What changes in lung capacity and compliance area associated with restrictive lung disease?

In restrictive lung disease, total lung capacity (TLC) is reduced, limiting the ability to take deep breaths. Lung compliance also decreases, indicating compromised lung elasticity and making lung expansion difficult. This is often attributed to increased elasticity of the pulmonary interstitium (interstitial lung disease) which results in airway widening and decreased resistance to expiratory flow.

What clinical features are commonly observed in interstitial lung disease?

Interstitial lung disease, a type of intrinsic restrictive lung disease, typically manifests with a non-productive cough and ‘velcro rales,’ characterized by dry crackling sounds best heard at the lung bases. Dyspnea initially occurs with exertion and can progress to resting dyspnea. Radiologically, diffuse reticulo-nodular opacities are often observed on x-ray, serving as a hallmark of the disease.

What conditions are associated with extrinsic restrictive lung disease, and how do they impact lung function?

Extrinsic causes of restrictive lung disease include pleural diseases like mesothelioma, neuromuscular diseases such as polio or myasthenia gravis, spinal deformities like kyphoscoliosis, and obesity. These conditions can affect the diaphragmatic and intercostal muscles or restrict chest wall expansion, leading to decreased lung compliance and reduced lung capacity.

How does obesity contribute to the development of restrictive lung disease, and what is its most common clinical indicator?

Obesity can restrict the expansion of the chest wall expansion, leading to faster and more shallower breaths due to extrathoracic restriction.
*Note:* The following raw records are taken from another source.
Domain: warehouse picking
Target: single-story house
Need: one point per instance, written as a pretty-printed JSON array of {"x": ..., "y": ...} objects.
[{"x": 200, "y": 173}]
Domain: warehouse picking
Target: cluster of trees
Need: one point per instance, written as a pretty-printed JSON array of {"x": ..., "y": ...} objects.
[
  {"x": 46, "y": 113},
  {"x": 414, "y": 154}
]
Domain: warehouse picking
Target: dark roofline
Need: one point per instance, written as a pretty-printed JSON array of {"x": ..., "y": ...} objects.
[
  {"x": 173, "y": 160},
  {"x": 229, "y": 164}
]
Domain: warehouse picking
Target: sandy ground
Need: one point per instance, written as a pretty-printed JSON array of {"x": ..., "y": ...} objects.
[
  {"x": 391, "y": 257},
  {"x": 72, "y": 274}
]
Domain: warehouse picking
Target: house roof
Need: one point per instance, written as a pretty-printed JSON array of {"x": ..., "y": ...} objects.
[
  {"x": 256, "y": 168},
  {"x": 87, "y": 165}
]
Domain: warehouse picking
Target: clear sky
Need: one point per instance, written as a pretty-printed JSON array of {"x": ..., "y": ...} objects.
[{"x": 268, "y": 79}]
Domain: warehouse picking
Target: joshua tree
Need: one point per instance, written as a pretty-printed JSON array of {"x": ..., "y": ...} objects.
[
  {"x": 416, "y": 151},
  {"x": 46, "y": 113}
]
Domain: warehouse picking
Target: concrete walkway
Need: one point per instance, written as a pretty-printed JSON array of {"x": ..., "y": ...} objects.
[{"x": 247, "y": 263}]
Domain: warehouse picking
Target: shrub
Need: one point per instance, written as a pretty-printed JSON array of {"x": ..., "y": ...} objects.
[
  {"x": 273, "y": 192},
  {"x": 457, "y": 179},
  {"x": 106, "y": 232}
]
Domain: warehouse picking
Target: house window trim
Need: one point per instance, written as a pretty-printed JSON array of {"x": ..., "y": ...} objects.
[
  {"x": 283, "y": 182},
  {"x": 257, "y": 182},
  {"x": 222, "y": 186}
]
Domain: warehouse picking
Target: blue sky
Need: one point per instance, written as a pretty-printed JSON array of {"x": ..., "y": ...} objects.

This can progress to chronic restrictive lung disease, characterized by obesity hypoventilation syndrome, which results in elevated PaCO2 and reduced PaO2 levels. The most prevalent indicator of obesity-related restrictive lung disease is a decrease in expiratory reserve volume (ERV).

What are some examples of intrinsic restrictive lung diseases and how do they affect diffusion capacity?

Examples of intrinsic restrictive lung diseases include idiopathic pulmonary fibrosis, pneumoconioses, and sarcoidosis. These conditions are characterized by damage to lung tissue, leading to reduced lung compliance and capacity. Specifically, the diffusing capacity of the lung for carbon monoxide (DLCO) is notably low in these diseases. This is due to the destruction of the diffusion surface within the lungs, impairing the ability to exchange gases effectively.